電気代節約のアナウンス、効果的なのはどっち?

あなたのご家庭では、「使用を控えてください」と「値段が高くなりますよ」とでは、どちらのアナウンスが節電に効果的ですか?おそらく、大多数の方が同じ答えではないか?と思います。

これを学者さんが実験してみた結果が新聞記事に出ていて、とても興味深いと感じたんです。

節電効果 PRより料金変動 京大教授ら実験 : 地域 : 読売新聞(YOMIURI ONLINE)(2017年03月28日の記事 読売新聞のトップページにリンクしています。現在は記事が削除されています。)

節電は呼びかけるより、料金を変動させた方が効果的――。関西文化学術研究都市(学研都市)で行われたピーク時の節電効果などを調べる社会実験で、要請するよりも需要に応じた変動型料金を導入した方が効果的だったことが、京都大の依田高典教授(行動経済学)ら日米のグループの研究で明らかになった。論文が全米経済学会機関誌「アメリカン エコノミックジャーナル・エコノミック ポリシー」に掲載される。

 実験は2012年7~9月の夏期(15日間)と12年12月~13年2月の冬期(21日間)、約700世帯に使用量をインターネットで把握できる「スマートメーター」などを設置。実験前日、約150世帯に「午後1~4時、電気使用はお控え下さい」とのメッセージを送り、別の約400世帯には同時間帯に料金が平均比約2・5~4倍に値上がりすると通知した。

 各グループの節電効果を、要請も変動料金の通知も行わなかった世帯と比較。その結果、変動料金を通知したグループは夏期に17%、冬期に18%の効果が持続した。一方で、夏期に節電を要請したグループは要請がなかった世帯に比べ、開始3日間は平均8%の効果があったが、次第に平均3%まで減少。冬期も同様に効果が長続きしなかった。
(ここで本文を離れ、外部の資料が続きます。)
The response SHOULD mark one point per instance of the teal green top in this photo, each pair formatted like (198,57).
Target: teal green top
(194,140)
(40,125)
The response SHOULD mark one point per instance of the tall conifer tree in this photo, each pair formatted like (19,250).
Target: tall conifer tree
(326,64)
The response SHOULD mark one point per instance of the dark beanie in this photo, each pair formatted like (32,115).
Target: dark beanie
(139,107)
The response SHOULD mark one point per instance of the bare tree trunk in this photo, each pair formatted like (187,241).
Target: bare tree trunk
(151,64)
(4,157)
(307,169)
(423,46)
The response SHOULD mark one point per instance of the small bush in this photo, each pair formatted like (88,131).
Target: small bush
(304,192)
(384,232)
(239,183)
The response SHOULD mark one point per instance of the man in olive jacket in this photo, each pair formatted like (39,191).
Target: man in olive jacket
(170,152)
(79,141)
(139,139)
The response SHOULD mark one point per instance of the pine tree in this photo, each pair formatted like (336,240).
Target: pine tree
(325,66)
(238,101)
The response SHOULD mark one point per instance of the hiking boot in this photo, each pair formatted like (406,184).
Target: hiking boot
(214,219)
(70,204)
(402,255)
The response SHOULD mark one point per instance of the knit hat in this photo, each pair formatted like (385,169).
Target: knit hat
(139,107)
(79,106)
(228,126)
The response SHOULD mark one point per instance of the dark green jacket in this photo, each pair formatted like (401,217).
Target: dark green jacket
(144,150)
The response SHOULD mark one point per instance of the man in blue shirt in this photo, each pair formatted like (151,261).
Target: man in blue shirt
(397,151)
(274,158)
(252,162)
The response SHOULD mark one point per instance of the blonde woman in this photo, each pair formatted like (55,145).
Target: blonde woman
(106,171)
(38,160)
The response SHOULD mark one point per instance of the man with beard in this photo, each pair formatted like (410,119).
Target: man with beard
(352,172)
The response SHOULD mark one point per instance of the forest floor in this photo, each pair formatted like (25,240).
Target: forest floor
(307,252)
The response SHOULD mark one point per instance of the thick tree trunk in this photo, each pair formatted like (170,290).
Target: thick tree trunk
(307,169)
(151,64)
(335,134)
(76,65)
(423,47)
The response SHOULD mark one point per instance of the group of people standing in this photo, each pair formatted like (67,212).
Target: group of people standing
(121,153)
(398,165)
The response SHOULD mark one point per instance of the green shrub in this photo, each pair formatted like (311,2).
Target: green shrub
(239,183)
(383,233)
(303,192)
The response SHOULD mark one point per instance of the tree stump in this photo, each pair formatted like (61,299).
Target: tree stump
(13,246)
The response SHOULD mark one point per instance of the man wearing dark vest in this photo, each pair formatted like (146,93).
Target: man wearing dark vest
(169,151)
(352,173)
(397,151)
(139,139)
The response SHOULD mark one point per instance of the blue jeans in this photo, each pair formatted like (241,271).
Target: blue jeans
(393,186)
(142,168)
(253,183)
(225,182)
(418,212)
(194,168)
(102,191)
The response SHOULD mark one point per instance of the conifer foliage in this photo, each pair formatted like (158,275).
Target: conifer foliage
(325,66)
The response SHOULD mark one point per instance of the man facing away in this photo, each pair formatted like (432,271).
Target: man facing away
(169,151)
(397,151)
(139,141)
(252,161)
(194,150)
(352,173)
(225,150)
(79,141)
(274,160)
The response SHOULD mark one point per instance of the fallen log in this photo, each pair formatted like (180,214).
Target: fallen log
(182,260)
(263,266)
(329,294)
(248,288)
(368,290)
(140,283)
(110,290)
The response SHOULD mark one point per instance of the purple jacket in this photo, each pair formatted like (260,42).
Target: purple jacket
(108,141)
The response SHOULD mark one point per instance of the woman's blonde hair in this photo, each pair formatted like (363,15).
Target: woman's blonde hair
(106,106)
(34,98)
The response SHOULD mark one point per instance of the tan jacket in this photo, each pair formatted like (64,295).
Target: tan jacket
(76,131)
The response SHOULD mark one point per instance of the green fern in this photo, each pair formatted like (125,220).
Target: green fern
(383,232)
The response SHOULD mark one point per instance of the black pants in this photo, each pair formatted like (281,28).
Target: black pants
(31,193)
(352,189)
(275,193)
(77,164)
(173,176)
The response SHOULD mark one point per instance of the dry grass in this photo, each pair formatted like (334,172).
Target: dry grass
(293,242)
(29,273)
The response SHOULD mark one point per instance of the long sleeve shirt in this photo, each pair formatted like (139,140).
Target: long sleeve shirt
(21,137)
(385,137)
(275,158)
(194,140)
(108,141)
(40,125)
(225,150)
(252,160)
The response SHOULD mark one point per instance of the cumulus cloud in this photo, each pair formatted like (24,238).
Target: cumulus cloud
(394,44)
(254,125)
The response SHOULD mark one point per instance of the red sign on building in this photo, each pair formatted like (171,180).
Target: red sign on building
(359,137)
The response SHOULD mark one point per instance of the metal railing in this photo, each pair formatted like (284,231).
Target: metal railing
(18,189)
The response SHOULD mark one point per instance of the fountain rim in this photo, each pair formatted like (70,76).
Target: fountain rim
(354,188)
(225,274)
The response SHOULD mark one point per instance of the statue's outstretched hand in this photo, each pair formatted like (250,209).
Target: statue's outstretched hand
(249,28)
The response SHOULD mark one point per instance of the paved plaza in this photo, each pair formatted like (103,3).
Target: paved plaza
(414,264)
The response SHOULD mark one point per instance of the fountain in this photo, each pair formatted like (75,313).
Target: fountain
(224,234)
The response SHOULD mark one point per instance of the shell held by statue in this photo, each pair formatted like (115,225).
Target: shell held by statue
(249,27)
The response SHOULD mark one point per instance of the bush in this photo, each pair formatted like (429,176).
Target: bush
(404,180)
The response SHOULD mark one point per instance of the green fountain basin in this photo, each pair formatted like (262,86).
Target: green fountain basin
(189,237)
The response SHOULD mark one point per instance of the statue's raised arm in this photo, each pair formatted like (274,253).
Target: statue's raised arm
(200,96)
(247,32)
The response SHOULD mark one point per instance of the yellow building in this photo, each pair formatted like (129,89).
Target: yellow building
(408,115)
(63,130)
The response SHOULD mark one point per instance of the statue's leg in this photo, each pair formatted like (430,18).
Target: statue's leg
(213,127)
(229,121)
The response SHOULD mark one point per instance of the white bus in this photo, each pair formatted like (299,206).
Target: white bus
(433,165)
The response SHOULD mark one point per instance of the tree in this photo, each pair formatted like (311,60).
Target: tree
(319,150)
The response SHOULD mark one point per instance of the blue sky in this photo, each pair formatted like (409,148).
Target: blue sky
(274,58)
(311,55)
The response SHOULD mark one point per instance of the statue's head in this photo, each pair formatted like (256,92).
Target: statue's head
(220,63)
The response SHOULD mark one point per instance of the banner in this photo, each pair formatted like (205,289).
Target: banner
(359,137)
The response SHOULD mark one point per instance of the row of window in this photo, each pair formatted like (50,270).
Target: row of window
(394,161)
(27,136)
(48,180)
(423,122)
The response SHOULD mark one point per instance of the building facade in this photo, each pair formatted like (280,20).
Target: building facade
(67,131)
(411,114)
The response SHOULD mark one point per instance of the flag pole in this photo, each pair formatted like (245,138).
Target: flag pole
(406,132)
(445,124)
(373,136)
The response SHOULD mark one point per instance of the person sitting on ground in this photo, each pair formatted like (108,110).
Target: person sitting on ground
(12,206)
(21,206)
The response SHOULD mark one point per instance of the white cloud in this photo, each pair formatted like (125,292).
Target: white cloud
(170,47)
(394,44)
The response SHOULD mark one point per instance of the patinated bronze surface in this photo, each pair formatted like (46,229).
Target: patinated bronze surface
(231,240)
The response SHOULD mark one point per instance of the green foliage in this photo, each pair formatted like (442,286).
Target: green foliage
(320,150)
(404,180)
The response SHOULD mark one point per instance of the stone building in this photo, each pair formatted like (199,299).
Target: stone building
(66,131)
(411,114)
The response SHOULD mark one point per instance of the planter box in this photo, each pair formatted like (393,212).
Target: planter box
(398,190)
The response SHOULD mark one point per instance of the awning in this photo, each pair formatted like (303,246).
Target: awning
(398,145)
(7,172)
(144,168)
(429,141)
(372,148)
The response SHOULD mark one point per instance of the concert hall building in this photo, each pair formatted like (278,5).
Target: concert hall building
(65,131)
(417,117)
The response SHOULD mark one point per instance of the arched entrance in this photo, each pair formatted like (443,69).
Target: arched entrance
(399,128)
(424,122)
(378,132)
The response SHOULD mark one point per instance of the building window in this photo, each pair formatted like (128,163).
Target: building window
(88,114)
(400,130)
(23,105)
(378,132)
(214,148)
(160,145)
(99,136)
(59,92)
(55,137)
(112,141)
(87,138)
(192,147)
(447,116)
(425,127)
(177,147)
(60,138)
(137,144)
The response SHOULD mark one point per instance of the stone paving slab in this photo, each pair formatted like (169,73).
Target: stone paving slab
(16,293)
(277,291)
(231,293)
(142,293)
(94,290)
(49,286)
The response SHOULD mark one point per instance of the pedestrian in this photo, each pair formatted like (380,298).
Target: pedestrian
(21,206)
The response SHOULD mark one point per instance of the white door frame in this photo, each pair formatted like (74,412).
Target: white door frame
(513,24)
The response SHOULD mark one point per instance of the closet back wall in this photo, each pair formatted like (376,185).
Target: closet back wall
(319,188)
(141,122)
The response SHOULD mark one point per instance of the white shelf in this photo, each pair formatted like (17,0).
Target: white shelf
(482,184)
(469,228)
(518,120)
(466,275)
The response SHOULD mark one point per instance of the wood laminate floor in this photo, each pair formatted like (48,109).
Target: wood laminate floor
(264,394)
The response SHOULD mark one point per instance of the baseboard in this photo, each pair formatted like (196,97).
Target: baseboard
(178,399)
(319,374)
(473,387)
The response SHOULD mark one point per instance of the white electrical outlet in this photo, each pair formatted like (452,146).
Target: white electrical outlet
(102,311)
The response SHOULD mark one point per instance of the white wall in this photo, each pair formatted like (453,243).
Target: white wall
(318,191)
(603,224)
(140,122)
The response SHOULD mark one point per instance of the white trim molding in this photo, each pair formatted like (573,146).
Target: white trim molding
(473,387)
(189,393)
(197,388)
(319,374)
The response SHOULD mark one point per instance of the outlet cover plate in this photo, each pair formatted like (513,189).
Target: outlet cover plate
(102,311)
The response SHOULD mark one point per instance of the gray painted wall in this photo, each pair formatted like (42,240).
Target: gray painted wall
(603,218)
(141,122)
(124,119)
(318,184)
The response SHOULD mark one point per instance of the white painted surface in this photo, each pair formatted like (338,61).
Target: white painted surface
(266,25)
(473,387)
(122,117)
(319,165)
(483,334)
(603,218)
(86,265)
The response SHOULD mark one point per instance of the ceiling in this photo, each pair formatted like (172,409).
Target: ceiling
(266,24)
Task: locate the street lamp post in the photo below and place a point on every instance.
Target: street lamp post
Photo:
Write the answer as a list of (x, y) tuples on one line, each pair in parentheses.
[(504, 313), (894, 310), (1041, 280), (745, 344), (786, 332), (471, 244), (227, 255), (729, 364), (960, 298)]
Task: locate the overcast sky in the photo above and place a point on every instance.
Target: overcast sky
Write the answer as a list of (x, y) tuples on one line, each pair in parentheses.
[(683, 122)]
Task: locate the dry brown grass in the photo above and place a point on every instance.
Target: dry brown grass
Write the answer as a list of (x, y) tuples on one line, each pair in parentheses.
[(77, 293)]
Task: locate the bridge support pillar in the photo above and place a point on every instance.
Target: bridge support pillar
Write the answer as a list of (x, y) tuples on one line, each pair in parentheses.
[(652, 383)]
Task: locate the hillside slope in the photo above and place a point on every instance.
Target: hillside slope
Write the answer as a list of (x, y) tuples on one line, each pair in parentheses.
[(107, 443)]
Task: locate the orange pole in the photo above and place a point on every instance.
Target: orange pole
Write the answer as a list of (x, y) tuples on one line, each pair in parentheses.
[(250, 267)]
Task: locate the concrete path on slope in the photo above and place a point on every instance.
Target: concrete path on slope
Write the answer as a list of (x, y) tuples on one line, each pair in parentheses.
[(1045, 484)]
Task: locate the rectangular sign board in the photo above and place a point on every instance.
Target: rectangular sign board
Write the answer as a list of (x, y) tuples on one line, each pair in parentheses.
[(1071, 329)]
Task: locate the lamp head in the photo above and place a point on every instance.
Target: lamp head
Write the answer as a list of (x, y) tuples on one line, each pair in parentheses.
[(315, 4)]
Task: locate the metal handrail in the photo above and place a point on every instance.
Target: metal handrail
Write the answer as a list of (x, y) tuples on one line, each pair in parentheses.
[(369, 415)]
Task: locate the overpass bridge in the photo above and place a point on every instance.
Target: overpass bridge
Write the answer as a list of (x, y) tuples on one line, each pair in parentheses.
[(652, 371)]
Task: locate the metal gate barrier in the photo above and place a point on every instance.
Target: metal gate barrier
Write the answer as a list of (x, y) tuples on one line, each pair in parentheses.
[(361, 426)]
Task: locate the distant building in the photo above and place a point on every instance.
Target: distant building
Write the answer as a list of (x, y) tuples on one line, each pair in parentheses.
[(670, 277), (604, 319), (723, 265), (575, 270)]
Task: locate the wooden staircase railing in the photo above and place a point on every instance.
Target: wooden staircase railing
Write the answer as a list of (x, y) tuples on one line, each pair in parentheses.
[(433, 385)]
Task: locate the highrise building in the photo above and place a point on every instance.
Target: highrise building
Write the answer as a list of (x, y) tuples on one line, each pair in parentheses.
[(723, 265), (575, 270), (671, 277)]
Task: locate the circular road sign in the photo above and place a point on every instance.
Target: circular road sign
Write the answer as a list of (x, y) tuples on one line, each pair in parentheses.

 実験後の秋には、要請や変動料金導入を通知せず、各世帯で節電が習慣になっているかを調査。要請されたグループは習慣化されておらず、変動料金グループは8%の効果がみられた。

 依田教授は「これまで電力危機では節電要請の施策がとられていたが、持続的な効果がないことが明らかになった。国はスマートメーター設置を推進し、需要が過度に集中する時には変動型料金を導入すべきだ」としている。

管理人も、もちろん値段が高くなると聞いたほうが、エアコンの使用を控えたり工夫をしたりすると思います。家族に節電を促すときも、「使わない電気を消しなさい」よりも「電気代が上がるので消しなさい」のほうが有効ですよね。

加えて、「見える化」も有効だと思います。すべてのご家庭で、リビングや台所でリアルタイムにメーターを見られるようにすれば、「今、高い!」とか「今の時間ややり方はお得だ」なんてのもわかって、消費者である我々も、生産者である電力会社にも有効であるでは?と思います。